Last month we heard from a professional home inspector, who shared tips on how proper maintenance of the major components of your home electrical, plumbing and roof preserves its value.

But in order to really understand what affects home values as determined by the banks, you need the expert opinion of a licensed appraiser.

Bert Matsuwaki of Kai Appraisal Services says when he walks up to a house, his checklist starts with basic curb appeal.

“I look at a home’s exterior, in particular the roof, the landscaping. Is there solar, are there gutters and, in general, is the home well-maintained?” says Matsuwaki. “The exterior appearance doesn’t have to be fancy, but it should look well-kept, especially in comparison to other comparable homes on the market.”

The appraiser’s basic process of evaluating a home’s value includes a comparison of the subject house to other “comparable” homes that recently sold in the neighborhood ideally, homes with similar upgrades and of the approximate age and size. By comparing these similar homes, the appraiser then adjusts the subject home’s value up or down.

While each appraiser’s evaluation process may vary to some extent, most all appraisers use this basic method and include the following eight categories:

1. View.

Whether or not a property has a view of Diamond Head or the ocean has such a bearing on value that it is generally desirable that comparable properties have the same view.

2. Quality of Construction. Brand-new construction will be at the higher end of the spectrum, and single-wall construction may be at the lower end, according to Matsuwaki.

3. Age and Condition of the Home. Generally, the newer the home is, the higher the value of the home, assuming everything else is equal when compared to other properties.

4. Square Footage and Room Count. Of course, the number of bedrooms and baths, and overall square footage affect value. If the subject property is larger, there are adjustments given for that. Lot size is considered as well.

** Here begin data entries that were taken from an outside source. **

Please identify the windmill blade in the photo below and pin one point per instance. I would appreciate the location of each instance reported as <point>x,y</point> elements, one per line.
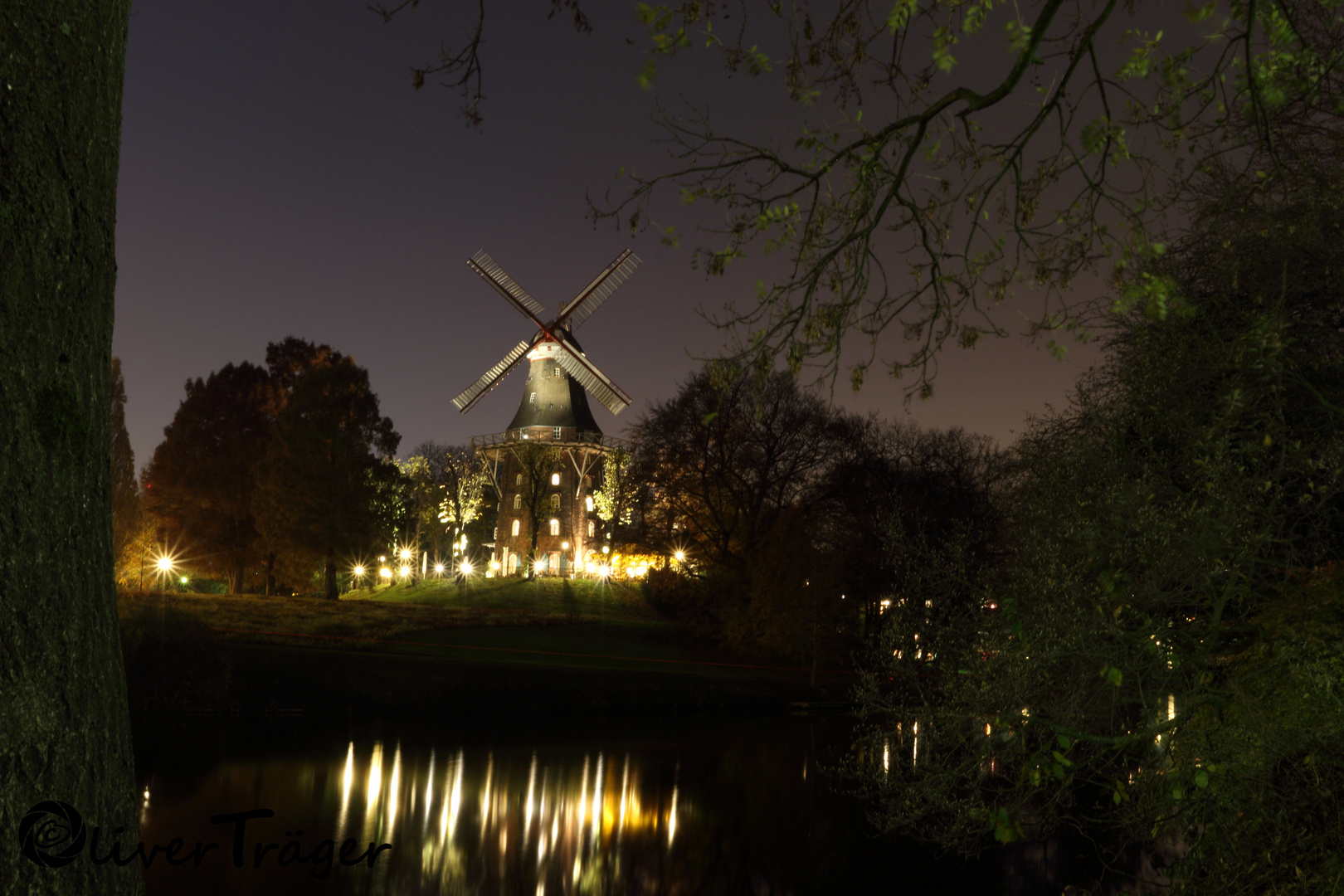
<point>494,377</point>
<point>582,306</point>
<point>594,381</point>
<point>504,285</point>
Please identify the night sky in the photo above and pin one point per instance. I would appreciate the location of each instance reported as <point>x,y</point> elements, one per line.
<point>280,176</point>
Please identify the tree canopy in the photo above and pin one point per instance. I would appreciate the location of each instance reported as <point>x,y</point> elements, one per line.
<point>325,465</point>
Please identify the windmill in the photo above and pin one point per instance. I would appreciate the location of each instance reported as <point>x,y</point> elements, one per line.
<point>554,340</point>
<point>546,524</point>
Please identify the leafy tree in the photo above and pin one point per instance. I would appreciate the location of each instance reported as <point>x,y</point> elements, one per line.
<point>944,156</point>
<point>125,490</point>
<point>65,731</point>
<point>464,494</point>
<point>199,483</point>
<point>905,503</point>
<point>1152,616</point>
<point>738,476</point>
<point>621,489</point>
<point>320,481</point>
<point>921,190</point>
<point>728,455</point>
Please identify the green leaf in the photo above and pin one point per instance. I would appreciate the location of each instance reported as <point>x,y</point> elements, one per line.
<point>1199,14</point>
<point>648,71</point>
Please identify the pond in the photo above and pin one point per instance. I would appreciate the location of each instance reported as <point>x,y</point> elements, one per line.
<point>637,805</point>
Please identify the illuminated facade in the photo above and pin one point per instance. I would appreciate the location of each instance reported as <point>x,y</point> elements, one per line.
<point>554,416</point>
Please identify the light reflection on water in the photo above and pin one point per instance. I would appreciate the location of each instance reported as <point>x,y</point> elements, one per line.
<point>546,821</point>
<point>738,807</point>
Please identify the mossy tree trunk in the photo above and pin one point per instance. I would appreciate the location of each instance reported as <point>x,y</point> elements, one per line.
<point>65,730</point>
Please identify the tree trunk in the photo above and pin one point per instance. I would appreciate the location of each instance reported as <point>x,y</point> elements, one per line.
<point>332,594</point>
<point>65,730</point>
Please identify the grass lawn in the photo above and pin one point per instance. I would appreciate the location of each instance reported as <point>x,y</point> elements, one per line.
<point>502,624</point>
<point>357,618</point>
<point>589,599</point>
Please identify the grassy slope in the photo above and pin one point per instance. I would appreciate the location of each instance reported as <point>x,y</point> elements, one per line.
<point>492,641</point>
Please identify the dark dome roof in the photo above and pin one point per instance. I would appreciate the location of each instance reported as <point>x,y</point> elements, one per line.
<point>552,398</point>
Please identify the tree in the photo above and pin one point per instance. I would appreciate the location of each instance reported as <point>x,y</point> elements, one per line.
<point>65,730</point>
<point>1046,158</point>
<point>463,490</point>
<point>728,455</point>
<point>319,484</point>
<point>201,483</point>
<point>1157,665</point>
<point>967,182</point>
<point>738,477</point>
<point>621,489</point>
<point>125,492</point>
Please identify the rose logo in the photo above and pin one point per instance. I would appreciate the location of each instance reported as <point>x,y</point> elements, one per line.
<point>47,828</point>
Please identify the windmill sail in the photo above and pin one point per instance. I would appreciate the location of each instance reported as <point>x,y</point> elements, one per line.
<point>492,377</point>
<point>494,275</point>
<point>582,305</point>
<point>594,381</point>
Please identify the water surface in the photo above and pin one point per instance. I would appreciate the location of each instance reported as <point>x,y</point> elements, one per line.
<point>641,805</point>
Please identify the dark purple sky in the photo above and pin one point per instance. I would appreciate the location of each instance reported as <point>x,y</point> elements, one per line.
<point>280,176</point>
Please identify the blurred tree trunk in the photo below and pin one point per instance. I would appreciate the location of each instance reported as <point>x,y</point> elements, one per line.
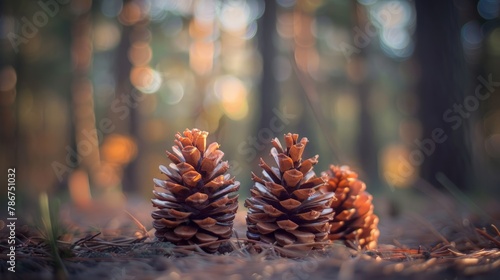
<point>442,83</point>
<point>366,140</point>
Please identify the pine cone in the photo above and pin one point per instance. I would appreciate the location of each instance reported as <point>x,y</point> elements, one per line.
<point>286,206</point>
<point>198,202</point>
<point>354,221</point>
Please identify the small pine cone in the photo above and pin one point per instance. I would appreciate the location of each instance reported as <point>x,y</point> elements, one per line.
<point>198,200</point>
<point>286,206</point>
<point>354,221</point>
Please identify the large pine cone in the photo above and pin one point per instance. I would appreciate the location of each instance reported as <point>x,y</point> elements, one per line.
<point>286,206</point>
<point>354,221</point>
<point>198,201</point>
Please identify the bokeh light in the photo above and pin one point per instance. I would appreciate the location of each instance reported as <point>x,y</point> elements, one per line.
<point>232,94</point>
<point>488,9</point>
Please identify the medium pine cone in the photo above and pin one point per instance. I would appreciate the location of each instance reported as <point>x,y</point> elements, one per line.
<point>286,206</point>
<point>198,200</point>
<point>354,221</point>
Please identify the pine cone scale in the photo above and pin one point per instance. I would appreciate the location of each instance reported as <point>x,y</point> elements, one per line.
<point>286,207</point>
<point>198,201</point>
<point>354,222</point>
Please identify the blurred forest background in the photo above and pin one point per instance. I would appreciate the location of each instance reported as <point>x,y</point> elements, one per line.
<point>405,92</point>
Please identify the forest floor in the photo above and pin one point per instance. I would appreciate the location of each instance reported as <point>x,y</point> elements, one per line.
<point>440,242</point>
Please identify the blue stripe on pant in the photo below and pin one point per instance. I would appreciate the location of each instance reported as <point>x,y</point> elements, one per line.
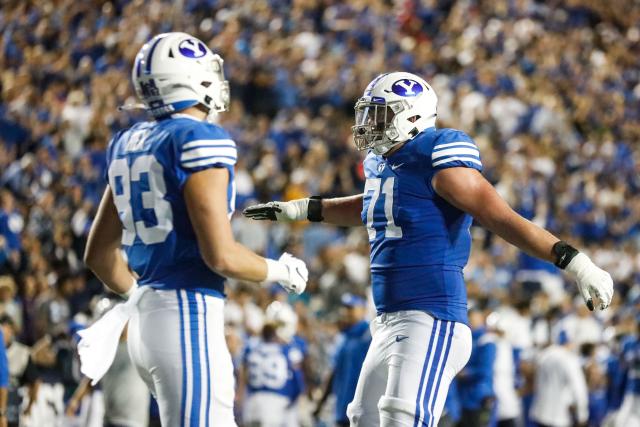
<point>184,360</point>
<point>444,364</point>
<point>424,371</point>
<point>206,353</point>
<point>425,403</point>
<point>195,354</point>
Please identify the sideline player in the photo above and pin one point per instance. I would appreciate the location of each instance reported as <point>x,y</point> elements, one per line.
<point>272,371</point>
<point>168,203</point>
<point>423,186</point>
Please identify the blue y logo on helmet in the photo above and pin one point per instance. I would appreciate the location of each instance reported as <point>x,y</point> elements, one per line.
<point>407,87</point>
<point>192,48</point>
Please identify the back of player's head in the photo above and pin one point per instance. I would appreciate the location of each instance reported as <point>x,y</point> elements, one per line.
<point>174,71</point>
<point>394,108</point>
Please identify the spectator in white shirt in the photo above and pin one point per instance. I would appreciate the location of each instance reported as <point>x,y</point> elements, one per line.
<point>561,397</point>
<point>504,371</point>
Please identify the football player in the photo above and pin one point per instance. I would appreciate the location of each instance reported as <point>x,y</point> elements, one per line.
<point>272,371</point>
<point>168,202</point>
<point>423,187</point>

5. Air Conditioning and Solar. Hawaii’s sunny climate makes air conditioning and solar valuable. Split-unit air conditioners run more efficiently and are considered more valuable than window a/c units. Adjustments for central air are even more. And since solar saves energy dollars, it is a strong selling point.

“Solar is a big topic right now,” says Matsuwaki. “A good solar system really enhances the value of a home.”

6. Carport vs. Garage. Matsuwaki might give an extra $5,000 value for having a garage, as compared to a carport. Dollar amounts may vary, depending on the quality and location of the home, and the opinion of the appraiser.

7. Upgrades and Remodeling. When evaluating improvements, Matsuwaki takes on the role of the consumer.

“I’m looking at how good are the renovations and the quality of the upgrades?

What materials did they use? Monier tile or composition roof? Granite or Formica? Does it have high-end appliances? Garage vs. carport? Quality building materials speak volumes.”

Matsuwaki encourages folks to make a list of big-ticket improvements recently completed, along with copies of receipts, to give to the appraiser. If you’ve put on a new roof, re-wired your electrical system or renovated your kitchen, it is helpful for the appraiser to know what the improvements cost and when the work was done.

“If a person has really upgraded his condo and provides me with receipts saying this is how much I spent, even though it isn’t dollar-for-dollar, I’ll take that into consideration,” he says. “I love it when the homeowner provides me with a list of improvements, as it helps me to justify my value and may mean a higher adjustment.”

8. Landscaping/Walls/Pools. Swimming pools are a good example of how the appraised value has little to do with the cost of installation. According to Matsuwaki, a pool might cost between $25,000 and $50,000 to install, but the appraised value may be quite a bit less.

“It is not necessarily a dollar-for-dollar return on investment,” he says. “In general, depending on the neighborhood, a pool’s value will vary.”

Thinking about renovating? Consult with your Realtor to find out what improvements in your neighborhood are considered necessary.

Editor’s Note: Values may vary from appraiser to appraiser.